In today’s world, users expect their reporting applications to provide near instantaneous response times despite the fact that today’s analytic applications consist of dashboards containing dozens of visualizations built on top of exploding data volumes.
MicroStrategy has made significant changes to its in-memory architecture as part of their version 10 release to address the new realities of high-performance analytics.
If your MicroStrategy environment consists of large Intelligent Cubes or if you support large data imports for self-service analytics, you need to know about the new partitioning capabilities in MicroStrategy 10 Secure Enterprise.
It is important to understand that MicroStrategy’s Parallel Partitioned Cubes are not intended to replace your data mart or data warehouse. They can be loaded from these traditional databases or directly from Hadoop or other data files and are intended to complement your existing data sources by providing a “hot” data layer for reports or applications requiring extremely high performance.
For those of you who are familiar with earlier versions of MicroStrategy, the concept of Intelligent Cubes is a familiar one. So is the fact that one of their key challenges is that they can take a really long time to load. With the Parallel Partitioned Cube functionality in MicroStrategy 10, partitions are processed in parallel across the processor cores of your Intelligence Server, resulting in significant improvements in both cube load times and report response times. In internal tests, MicroStrategy has seen up to 4x faster cube load times and 50% faster data interactions than in MicroStrategy 9.4.1.
Another significant limitation of the cube architecture in previous versions of MicroStrategy was the two billion row per cube limitation. This may sound like a lot of data, but it is not uncommon for customers to hit this limit. With MicroStrategy 10, you can overcome this row limitation by enabling data partitioning across multiple cores of a CPU, effectively splitting the data within the cube into 2B chunks.
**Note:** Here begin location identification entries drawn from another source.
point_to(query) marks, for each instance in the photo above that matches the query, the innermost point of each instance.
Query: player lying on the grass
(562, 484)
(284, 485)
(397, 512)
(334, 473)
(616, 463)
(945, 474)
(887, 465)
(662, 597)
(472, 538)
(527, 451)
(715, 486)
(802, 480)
Tips for Partitioning Cubes in MicroStrategy 10
MicroStrategy suggests the following guidelines when designing partitions:
- Partitioning is supported with integer, date and text data types
- Partition attributes should contain a relatively uniform distribution of values
- The more fact tables an attribute appears in, the better candidate it is for partitioning
- Large fact tables make good candidates for partitioning
- The number of partitions that you split your dataset into should be less than or equal to the number of CPU cores on your Intelligence Server
- Join columns make good partition attributes
- Attributes frequently used for filtering are not good partition candidates
Until you upgrade, you can’t take advantage of any of the great new functionality offered in MicroStrategy 10.